9. Hedgehog Mushrooms
The gills beneath the crown of hedgehog or sweet tooth mushrooms are what give them their name. They develop spiky shapes that resemble hedgehogs as they dangle down. Harvesting hedgehog mushrooms are completely safe because no harmful lookalikes exist.
If properly prepared, they have a sweet, nutty taste and a crispy texture. Simmering them in milk or stock is also an option. Recipe for Wild Mushroom Soup with Hedgehog Mushrooms. It is possible to make this soup with almost any kind of edible fungus, but the hedgehog is the star of the show here.
10. Reishi Mushrooms
If you don’t want to consume something that looks like cork or grows on trees, then you’re looking at a polypore. In the wild, it’s quite rare, but it can currently be grown commercially on hardwood logs or sawdust.
Research on Reishi mushrooms’ benefits is limited. However, some suggest that the mushrooms can relieve fatigue, lower cholesterol, enhance immunity (and possibly even combat HIV and AIDS), reduce blood pressure and inflammation, and alleviate lower urinary system symptoms.
Some Other Types of Mushroom
The pine mushroom, often known as the matsutake, is a Japanese delicacy seldom known outside of Japan. However, it is a highly sought-after mushroom in the cuisines of China, Korea, and Japan. Spicy is the only way to describe the scent.
To find matsutake mushrooms, you’ll need to look for them under specific trees, where leaves and other brush obscure them.
Rabbits, deer, squirrels, and other wildlife can also quickly devour them if they locate them first. At the start of the season, a kilogram (approximately 455 pounds) of top-quality Japanese matsutake mushrooms may bring as much as $1,000. It’s usual for imported matsutake to cost roughly $90 a kilogram (about $41 a pound).
Giant Puffball Mushrooms
Puffball mushrooms can grow into enormous specimens. It can hold up to 21 kg or 44 lbs! They’re harvested when they’re still young and tender for culinary purposes. Pufferfish that have turned yellow or brown have begun to produce spores that can upset the stomach. Before consuming puffballs, it is necessary to cut them open to ensure that they are not dangerous mushrooms.
Unlike other mushrooms, edible puffballs have a white interior, whereas other mushrooms have a yellowish interior or resemble a cap. Puffball mushrooms burst forth trillions of spores if they are allowed to reach full size.

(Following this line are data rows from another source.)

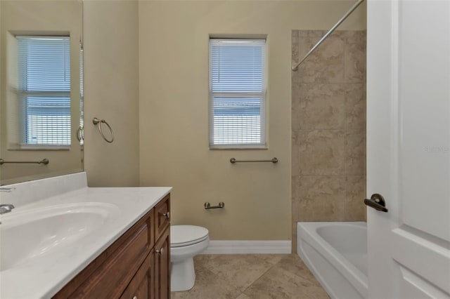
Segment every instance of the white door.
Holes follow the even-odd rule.
[[[450,298],[450,0],[368,0],[371,298]]]

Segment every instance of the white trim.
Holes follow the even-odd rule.
[[[210,241],[202,254],[290,253],[291,244],[286,241]]]

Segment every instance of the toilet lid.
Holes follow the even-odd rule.
[[[208,237],[208,230],[201,226],[172,225],[170,247],[181,247],[195,244]]]

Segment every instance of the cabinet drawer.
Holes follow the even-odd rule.
[[[53,298],[119,298],[153,246],[153,221],[152,210]]]
[[[155,240],[158,240],[170,226],[170,194],[155,207]]]

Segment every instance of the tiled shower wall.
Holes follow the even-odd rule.
[[[326,32],[293,30],[292,65]],[[366,220],[366,32],[336,31],[292,77],[296,223]]]

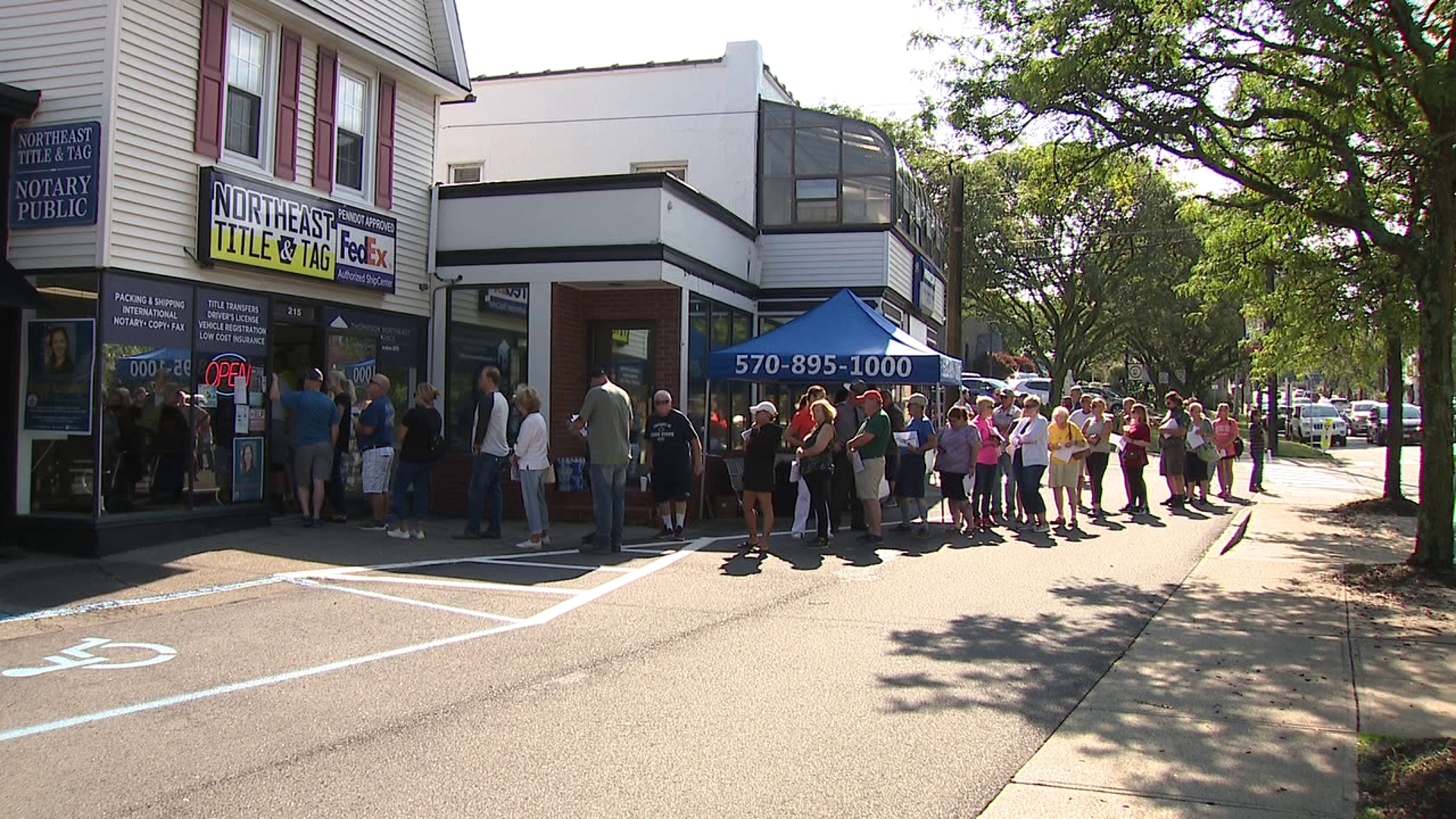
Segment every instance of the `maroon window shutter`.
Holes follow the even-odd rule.
[[[202,0],[201,34],[192,150],[221,159],[223,93],[227,86],[227,0]]]
[[[374,150],[374,205],[395,204],[395,80],[379,79],[379,127]]]
[[[313,187],[333,189],[333,105],[339,55],[319,47],[319,93],[313,98]]]
[[[282,29],[278,48],[278,117],[274,136],[274,176],[298,178],[298,57],[303,38]]]

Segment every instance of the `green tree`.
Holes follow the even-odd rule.
[[[1421,513],[1411,563],[1453,557],[1456,0],[939,0],[946,111],[980,140],[1035,122],[1197,162],[1348,230],[1420,293]]]

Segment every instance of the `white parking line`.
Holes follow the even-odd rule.
[[[462,609],[459,606],[447,606],[447,605],[443,605],[443,603],[431,603],[428,600],[415,600],[412,597],[396,597],[395,595],[381,595],[379,592],[368,592],[368,590],[364,590],[364,589],[349,589],[348,586],[335,586],[332,583],[319,583],[317,580],[309,580],[306,577],[290,577],[288,583],[294,583],[297,586],[304,586],[304,587],[309,587],[309,589],[329,589],[332,592],[348,592],[349,595],[358,595],[361,597],[373,597],[376,600],[389,600],[392,603],[406,603],[406,605],[411,605],[411,606],[421,606],[421,608],[425,608],[425,609],[434,609],[434,611],[450,612],[450,614],[460,614],[460,615],[466,615],[466,616],[478,616],[478,618],[483,618],[483,619],[495,619],[495,621],[499,621],[499,622],[523,622],[521,618],[518,618],[518,616],[505,616],[505,615],[495,615],[495,614],[491,614],[491,612],[478,612],[475,609]]]
[[[524,586],[515,583],[486,583],[483,580],[446,580],[443,577],[360,577],[358,574],[339,574],[326,577],[341,583],[402,583],[405,586],[440,586],[444,589],[473,589],[488,592],[527,592],[531,595],[585,595],[587,589],[550,589],[545,586]],[[298,580],[309,580],[300,577]]]
[[[623,576],[616,577],[616,579],[613,579],[613,580],[610,580],[607,583],[603,583],[601,586],[597,586],[597,587],[594,587],[591,590],[582,592],[581,595],[577,595],[577,596],[574,596],[569,600],[562,600],[561,603],[558,603],[558,605],[555,605],[555,606],[552,606],[552,608],[549,608],[549,609],[546,609],[546,611],[543,611],[543,612],[540,612],[540,614],[537,614],[537,615],[534,615],[531,618],[527,618],[523,622],[511,622],[511,624],[505,624],[505,625],[498,625],[495,628],[486,628],[483,631],[472,631],[472,632],[467,632],[467,634],[457,634],[454,637],[443,637],[440,640],[431,640],[428,643],[416,643],[414,646],[403,646],[400,648],[389,648],[386,651],[376,651],[373,654],[364,654],[364,656],[360,656],[360,657],[349,657],[349,659],[345,659],[345,660],[335,660],[332,663],[325,663],[322,666],[312,666],[312,667],[307,667],[307,669],[298,669],[298,670],[293,670],[293,672],[275,673],[275,675],[253,678],[253,679],[248,679],[248,681],[242,681],[242,682],[230,682],[227,685],[218,685],[218,686],[214,686],[214,688],[204,688],[201,691],[189,691],[186,694],[176,694],[176,695],[172,695],[172,697],[163,697],[160,700],[149,700],[146,702],[135,702],[132,705],[122,705],[119,708],[106,708],[105,711],[92,711],[89,714],[79,714],[76,717],[66,717],[63,720],[52,720],[50,723],[41,723],[41,724],[35,724],[35,726],[25,726],[25,727],[10,729],[10,730],[0,730],[0,742],[6,742],[6,740],[12,740],[12,739],[22,739],[22,737],[26,737],[26,736],[35,736],[35,734],[41,734],[41,733],[50,733],[50,732],[55,732],[55,730],[61,730],[61,729],[71,729],[71,727],[84,726],[84,724],[89,724],[89,723],[99,723],[102,720],[111,720],[111,718],[115,718],[115,717],[125,717],[128,714],[138,714],[138,713],[143,713],[143,711],[154,711],[157,708],[167,708],[170,705],[182,705],[182,704],[186,704],[186,702],[197,702],[198,700],[208,700],[208,698],[213,698],[213,697],[220,697],[223,694],[236,694],[239,691],[249,691],[249,689],[253,689],[253,688],[264,688],[264,686],[268,686],[268,685],[277,685],[280,682],[290,682],[290,681],[294,681],[294,679],[303,679],[303,678],[307,678],[307,676],[314,676],[314,675],[320,675],[320,673],[328,673],[328,672],[335,672],[335,670],[341,670],[341,669],[348,669],[348,667],[352,667],[352,666],[361,666],[361,665],[365,665],[365,663],[374,663],[374,662],[379,662],[379,660],[387,660],[390,657],[402,657],[405,654],[415,654],[418,651],[427,651],[430,648],[440,648],[440,647],[444,647],[444,646],[454,646],[454,644],[459,644],[459,643],[469,643],[472,640],[479,640],[482,637],[489,637],[492,634],[504,634],[507,631],[517,631],[517,630],[521,630],[521,628],[530,628],[533,625],[545,625],[545,624],[556,619],[558,616],[561,616],[561,615],[563,615],[566,612],[572,612],[572,611],[575,611],[575,609],[578,609],[578,608],[581,608],[581,606],[584,606],[584,605],[587,605],[587,603],[590,603],[590,602],[601,597],[603,595],[609,595],[612,592],[616,592],[617,589],[626,586],[628,583],[641,580],[641,579],[646,577],[648,574],[652,574],[655,571],[667,568],[668,565],[673,565],[674,563],[686,558],[687,555],[696,552],[697,549],[702,549],[703,546],[706,546],[708,544],[711,544],[713,539],[715,538],[699,538],[697,541],[693,541],[693,542],[689,542],[689,544],[683,544],[683,548],[680,551],[677,551],[677,552],[662,555],[662,557],[660,557],[660,558],[648,563],[642,568],[635,570],[632,574],[623,574]]]

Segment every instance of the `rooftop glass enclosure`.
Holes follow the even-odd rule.
[[[943,262],[945,223],[882,130],[769,101],[759,127],[761,227],[894,224],[936,265]]]

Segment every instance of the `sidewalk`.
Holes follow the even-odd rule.
[[[1348,819],[1357,732],[1456,736],[1456,630],[1354,606],[1338,579],[1408,544],[1324,514],[1360,495],[1281,495],[1214,544],[984,819]]]

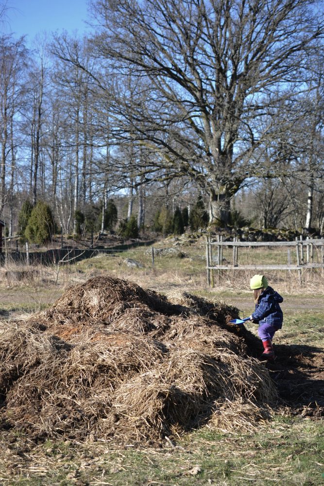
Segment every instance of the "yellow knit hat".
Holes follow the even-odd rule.
[[[260,289],[262,287],[266,289],[268,287],[268,280],[264,275],[254,275],[250,281],[250,287],[253,290]]]

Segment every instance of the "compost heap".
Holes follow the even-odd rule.
[[[246,353],[237,310],[188,294],[177,301],[96,277],[0,331],[2,424],[34,440],[159,441],[207,423],[266,417],[267,369]]]

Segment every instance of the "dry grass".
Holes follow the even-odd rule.
[[[252,423],[276,392],[227,324],[236,315],[221,302],[168,300],[125,280],[90,279],[25,323],[2,325],[1,418],[35,440],[122,442],[208,420],[215,429]],[[233,413],[246,411],[240,421],[230,418],[229,401]]]

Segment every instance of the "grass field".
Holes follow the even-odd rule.
[[[155,246],[169,244],[165,241]],[[84,260],[62,267],[57,285],[53,283],[57,269],[47,270],[45,282],[39,273],[9,287],[2,279],[0,316],[6,321],[26,317],[50,305],[67,286],[107,273],[166,293],[186,290],[207,298],[217,296],[237,306],[242,315],[249,315],[253,307],[249,275],[235,277],[229,272],[222,276],[216,289],[209,289],[203,247],[195,243],[180,249],[187,258],[158,257],[154,268],[149,251],[142,248],[117,256]],[[282,256],[273,250],[263,254],[258,250],[254,254],[255,262],[274,257],[276,262],[281,262]],[[125,263],[126,258],[139,261],[144,267],[130,268]],[[3,430],[0,485],[324,485],[324,423],[323,416],[315,413],[316,403],[319,410],[324,403],[313,403],[311,414],[307,403],[308,397],[324,400],[323,357],[321,361],[324,312],[320,274],[306,277],[301,288],[294,277],[290,280],[289,276],[278,273],[268,276],[285,299],[284,326],[274,340],[278,369],[273,374],[274,378],[279,376],[279,389],[292,383],[286,391],[293,396],[295,409],[278,404],[270,422],[251,424],[231,433],[226,430],[215,433],[206,423],[174,442],[166,439],[146,447],[136,444],[119,447],[109,442],[93,442],[91,437],[85,444],[48,440],[37,445],[23,434]],[[251,324],[249,329],[256,334],[255,326]],[[290,374],[291,381],[288,382]],[[284,375],[285,380],[281,380]]]

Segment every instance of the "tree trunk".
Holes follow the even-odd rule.
[[[127,211],[127,219],[129,218],[132,216],[132,213],[133,212],[133,181],[131,181],[132,185],[129,188],[129,200],[128,201],[128,210]]]
[[[212,191],[209,194],[209,225],[226,226],[230,221],[231,194]]]
[[[312,214],[313,212],[313,194],[314,189],[312,186],[308,188],[308,197],[307,199],[307,213],[306,213],[306,221],[305,223],[305,230],[309,231],[310,230],[312,224]]]
[[[138,214],[137,215],[137,226],[140,230],[143,229],[144,218],[144,187],[140,186],[138,189]]]
[[[33,185],[33,204],[34,206],[37,199],[37,181],[38,172],[38,164],[40,158],[40,131],[42,125],[42,104],[43,103],[43,88],[44,85],[44,67],[43,61],[41,67],[41,77],[39,85],[39,93],[36,99],[37,120],[36,121],[36,132],[35,134],[34,160],[34,180]]]

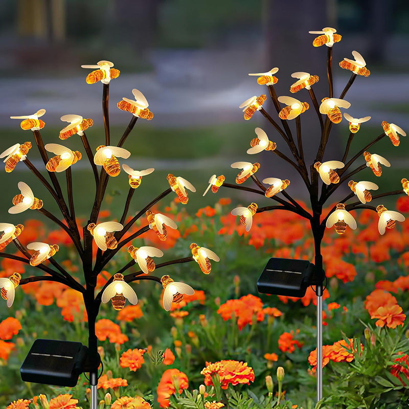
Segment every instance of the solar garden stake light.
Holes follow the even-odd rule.
[[[311,34],[319,34],[313,41],[314,47],[324,45],[327,47],[329,89],[327,96],[322,98],[321,104],[319,103],[313,90],[314,84],[319,80],[318,76],[304,72],[294,73],[291,75],[291,77],[297,78],[298,80],[290,86],[290,92],[296,94],[303,89],[307,90],[319,121],[321,140],[313,162],[309,163],[304,157],[301,134],[301,116],[309,108],[309,104],[291,97],[277,96],[275,85],[278,79],[272,74],[278,72],[278,68],[274,68],[266,73],[250,74],[249,75],[258,76],[257,83],[267,86],[279,121],[274,119],[263,107],[263,104],[266,99],[265,95],[261,95],[258,97],[256,96],[252,97],[240,106],[240,108],[243,108],[244,119],[246,120],[249,120],[256,112],[259,111],[282,137],[289,147],[292,157],[288,157],[279,150],[277,149],[278,144],[269,140],[266,132],[260,128],[255,129],[256,137],[251,141],[251,148],[247,153],[255,154],[266,150],[289,163],[296,169],[307,187],[309,194],[311,211],[305,210],[287,193],[290,181],[282,179],[281,175],[277,175],[281,176],[279,177],[269,177],[261,181],[259,180],[255,175],[260,167],[258,163],[240,162],[232,164],[232,168],[241,170],[236,178],[236,184],[225,183],[225,178],[223,175],[218,177],[213,175],[209,180],[209,186],[204,194],[206,194],[211,188],[213,193],[217,192],[220,188],[229,188],[265,196],[273,200],[275,204],[272,206],[259,207],[256,203],[253,202],[246,207],[236,208],[232,211],[232,215],[240,216],[240,222],[245,225],[247,231],[251,228],[253,217],[256,213],[270,210],[287,210],[309,221],[314,238],[314,266],[309,265],[308,262],[305,261],[271,259],[259,279],[258,287],[259,290],[262,292],[302,297],[305,293],[307,284],[316,286],[317,401],[322,398],[322,296],[325,273],[323,265],[321,242],[326,226],[328,228],[333,226],[338,234],[343,234],[348,227],[355,229],[356,222],[349,212],[351,210],[368,209],[377,212],[379,216],[379,233],[383,234],[385,229],[393,229],[396,221],[403,221],[404,217],[397,212],[388,210],[382,204],[375,207],[369,204],[369,202],[392,195],[409,194],[409,183],[406,179],[402,179],[401,181],[403,189],[374,196],[372,195],[370,191],[378,189],[375,184],[365,180],[355,181],[351,179],[353,176],[368,168],[372,170],[375,176],[380,176],[382,166],[391,166],[384,157],[377,154],[371,154],[369,150],[385,137],[389,138],[394,146],[399,145],[399,135],[405,136],[406,134],[402,129],[394,124],[382,122],[382,133],[346,162],[348,158],[351,144],[355,135],[359,131],[360,126],[371,117],[355,118],[345,113],[344,116],[349,122],[350,130],[345,152],[343,156],[339,158],[340,160],[333,160],[338,158],[331,157],[331,160],[323,162],[332,126],[342,120],[341,109],[348,109],[351,105],[344,99],[348,89],[358,76],[368,77],[370,74],[362,56],[356,51],[353,51],[354,60],[344,58],[339,63],[341,68],[352,72],[351,78],[339,97],[334,98],[332,46],[334,43],[339,41],[342,38],[336,32],[334,29],[329,27],[320,31],[309,32]],[[289,122],[293,120],[295,120],[293,122],[296,123],[294,137],[289,125]],[[353,170],[350,170],[351,166],[357,160],[362,158],[364,160],[362,164]],[[242,186],[242,183],[250,178],[256,185],[255,189]],[[320,183],[320,179],[323,181],[322,185]],[[336,189],[347,181],[349,181],[348,186],[352,191],[351,193],[340,200],[339,198],[335,199],[333,194]],[[355,196],[358,200],[353,200]],[[337,200],[337,204],[328,214],[323,214],[323,208],[330,199]],[[347,202],[350,201],[351,202]],[[313,266],[312,270],[311,266]]]
[[[120,221],[98,222],[98,216],[108,183],[112,178],[118,176],[121,172],[118,158],[127,158],[130,155],[130,152],[123,148],[123,146],[138,119],[150,120],[153,118],[153,114],[148,109],[148,102],[143,94],[138,89],[133,89],[134,99],[124,98],[122,101],[118,103],[117,106],[120,109],[129,112],[132,116],[117,144],[112,145],[108,115],[109,84],[111,80],[118,77],[120,72],[112,68],[113,64],[107,61],[99,61],[95,65],[82,66],[94,70],[86,77],[88,84],[98,82],[103,84],[102,110],[105,137],[104,145],[97,147],[94,155],[85,135],[85,131],[93,125],[93,120],[76,115],[64,115],[61,118],[69,124],[60,132],[60,139],[64,141],[75,135],[79,136],[95,179],[94,203],[88,221],[82,226],[82,237],[80,234],[80,228],[77,225],[75,218],[71,173],[71,167],[81,160],[82,155],[78,151],[72,151],[60,144],[49,143],[44,145],[40,129],[44,127],[45,123],[40,118],[46,113],[45,109],[40,109],[32,115],[11,117],[22,120],[20,123],[21,128],[25,130],[31,130],[33,140],[32,143],[28,141],[21,144],[17,143],[13,145],[3,152],[0,157],[5,158],[6,172],[12,172],[16,166],[19,166],[20,162],[25,164],[47,188],[56,201],[61,213],[62,221],[44,208],[43,204],[47,206],[47,200],[43,201],[42,199],[35,197],[30,187],[24,182],[18,183],[19,193],[13,198],[13,206],[10,208],[9,212],[19,214],[29,209],[36,210],[64,230],[77,251],[82,265],[84,279],[82,282],[77,281],[57,261],[57,257],[55,256],[56,255],[58,256],[58,245],[34,242],[29,243],[26,247],[18,239],[19,236],[24,234],[22,224],[14,225],[9,223],[1,223],[0,251],[3,251],[12,241],[22,256],[0,252],[0,257],[29,264],[46,275],[22,278],[19,274],[15,272],[9,278],[0,278],[0,288],[1,296],[6,300],[9,307],[13,304],[16,288],[19,285],[24,285],[29,283],[55,281],[82,294],[88,317],[87,348],[80,343],[37,339],[29,353],[20,372],[22,378],[26,381],[71,387],[77,383],[79,374],[84,372],[88,372],[91,389],[90,406],[92,409],[96,409],[98,368],[101,359],[97,350],[95,323],[101,302],[107,303],[110,301],[116,310],[123,308],[127,301],[135,304],[138,302],[138,297],[130,284],[133,281],[147,280],[156,282],[163,287],[164,307],[168,311],[172,301],[180,302],[183,299],[184,294],[191,295],[194,290],[187,284],[175,282],[168,275],[164,275],[161,278],[150,275],[149,273],[171,264],[195,261],[199,264],[202,271],[208,274],[211,268],[209,258],[216,261],[219,261],[219,258],[211,251],[192,243],[191,256],[155,265],[152,257],[162,257],[163,253],[160,249],[148,246],[138,248],[131,244],[134,239],[151,230],[155,232],[161,240],[165,241],[167,237],[167,228],[177,228],[172,219],[160,213],[154,214],[151,210],[155,203],[172,192],[176,194],[183,203],[186,204],[189,200],[186,189],[195,191],[194,187],[189,181],[180,177],[175,177],[170,173],[167,178],[169,187],[128,220],[127,217],[130,202],[135,191],[141,186],[142,179],[151,173],[154,169],[135,170],[126,164],[123,164],[122,168],[128,177],[130,187]],[[51,183],[28,158],[29,150],[34,144],[39,151]],[[54,155],[50,157],[48,152],[52,152]],[[100,171],[99,171],[98,166],[101,167]],[[57,177],[57,174],[61,173],[65,174],[67,202],[65,201],[60,181]],[[146,216],[147,223],[134,233],[126,236],[135,222],[144,216]],[[93,254],[93,240],[98,246],[96,254]],[[103,269],[109,268],[106,266],[125,245],[129,246],[128,251],[131,258],[130,261],[112,274],[103,288],[97,293],[96,287],[98,275]],[[30,254],[29,249],[33,251],[34,253]],[[50,264],[44,263],[47,260]],[[124,275],[124,273],[129,269],[133,267],[134,269],[135,263],[139,268]],[[63,371],[61,368],[64,368]]]

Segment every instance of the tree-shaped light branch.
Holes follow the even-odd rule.
[[[359,53],[353,51],[354,60],[346,58],[339,63],[342,69],[348,70],[352,72],[351,76],[339,98],[334,98],[332,46],[334,43],[340,40],[341,36],[336,34],[335,29],[328,27],[320,31],[310,32],[319,34],[313,41],[314,47],[320,47],[325,45],[327,48],[326,67],[328,96],[322,98],[321,104],[319,104],[313,89],[314,84],[319,81],[319,78],[316,75],[304,72],[294,73],[291,75],[293,78],[298,79],[298,80],[290,86],[290,92],[291,94],[295,94],[302,89],[307,89],[318,117],[321,133],[313,162],[311,163],[308,160],[306,160],[303,150],[301,117],[305,115],[304,112],[309,109],[309,106],[307,102],[302,102],[302,100],[299,100],[292,97],[277,96],[275,85],[278,79],[272,76],[272,74],[279,71],[278,68],[274,68],[266,73],[249,75],[259,76],[257,83],[260,85],[267,85],[268,93],[282,127],[279,124],[278,121],[274,119],[263,107],[263,104],[266,99],[265,95],[259,97],[255,96],[249,98],[240,107],[243,108],[244,117],[246,120],[250,120],[256,112],[259,111],[272,125],[274,130],[276,131],[284,140],[290,149],[292,157],[288,157],[278,150],[277,149],[277,144],[270,141],[266,132],[260,128],[255,129],[257,137],[251,141],[251,148],[247,150],[247,153],[254,154],[266,150],[275,153],[280,158],[290,164],[301,176],[307,187],[309,194],[311,212],[304,209],[300,203],[289,194],[286,189],[290,184],[289,180],[277,177],[267,178],[262,181],[259,180],[255,175],[260,167],[260,164],[257,163],[236,162],[232,165],[232,167],[242,169],[236,178],[236,185],[225,183],[225,178],[223,175],[218,177],[213,175],[209,180],[209,186],[204,194],[211,188],[212,192],[215,193],[220,188],[228,188],[264,195],[278,202],[277,204],[263,207],[258,207],[256,203],[251,203],[247,207],[239,207],[234,209],[232,214],[240,216],[240,222],[245,225],[247,231],[251,228],[253,216],[256,213],[270,210],[287,210],[297,213],[309,220],[314,243],[315,268],[312,282],[316,286],[319,305],[317,317],[320,320],[317,321],[317,341],[320,344],[317,346],[317,362],[320,362],[322,361],[322,338],[319,338],[322,334],[322,296],[323,282],[325,278],[321,254],[321,243],[326,227],[331,228],[333,226],[336,233],[339,234],[344,233],[348,226],[355,229],[356,228],[356,222],[349,214],[349,211],[367,209],[376,212],[379,215],[379,232],[383,234],[386,229],[392,229],[394,227],[396,221],[402,221],[404,218],[397,212],[388,211],[382,205],[375,207],[368,204],[368,202],[393,195],[402,193],[409,194],[409,182],[403,179],[401,180],[403,189],[372,196],[370,191],[378,189],[378,186],[374,183],[365,180],[355,182],[351,180],[353,176],[367,168],[370,168],[375,176],[380,176],[382,173],[381,167],[390,166],[390,164],[380,155],[371,154],[369,152],[369,149],[385,136],[389,138],[394,146],[397,146],[399,144],[399,135],[405,135],[403,130],[397,125],[383,121],[381,124],[383,132],[360,149],[344,164],[348,157],[355,133],[359,130],[361,124],[370,119],[370,117],[355,118],[347,113],[344,113],[344,116],[349,123],[350,134],[343,155],[339,158],[340,160],[334,160],[336,158],[331,158],[331,161],[322,162],[326,153],[326,148],[330,140],[333,125],[342,121],[343,112],[341,110],[348,109],[351,105],[344,98],[357,77],[368,77],[370,75],[370,72],[366,68],[365,61],[362,56]],[[300,93],[300,95],[302,95],[302,92]],[[295,119],[296,133],[294,134],[297,135],[297,144],[289,125],[289,123],[293,119]],[[352,166],[358,159],[361,158],[365,160],[363,163],[359,164],[356,168],[352,168],[353,170],[351,170]],[[242,185],[251,177],[257,188],[249,188]],[[320,178],[323,181],[321,189]],[[351,192],[340,201],[337,201],[337,205],[334,206],[327,214],[323,215],[324,205],[329,199],[332,198],[333,194],[336,189],[347,181]],[[266,185],[269,185],[269,187],[266,188]],[[280,195],[282,197],[280,197]],[[355,196],[359,200],[348,203],[348,202]],[[319,400],[322,396],[322,368],[320,364],[317,366],[317,397]]]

These peculiar mushrooms feature a honeycomb appearance on their cap, unique among mushroom kinds. Gourmet cooks admire morels for their savory and delectable qualities, especially in French cuisine. Commercial harvesting of wild morels is becoming a multimillion-dollar industry throughout the temperate Northern Hemisphere, particularly in North America, China, Turkey, the Himalayas, India, and Pakistan, where these highly sought fungi are found in plenty due to problems in cultivation.
Sautéing morels in butter and seasoning them with salt and pepper is one of the tastiest and simplest ways to enjoy them. They’re a little chewy and delicious. Serve them alongside meat and poultry, in soups, or as pasta stuffing.
A species of fungus known as a mushroom has been around since the beginning of time. Ancient Earth was covered with huge mushrooms that grew to 24 feet and three feet in diameter. Only a third or a fifth of the mushrooms in North America are known to science.
Most mushrooms are inedible but safe, a quarter of them are edible but not exceptional, a quarter of them will make you sick, and a quarter of them will be delicious to superb.
Mushrooms have been eaten and utilized for medical purposes throughout the world. They were so fond of mushrooms that the Egyptian Pharaohs made them a delicacy only for the elite and barred commoners from eating them.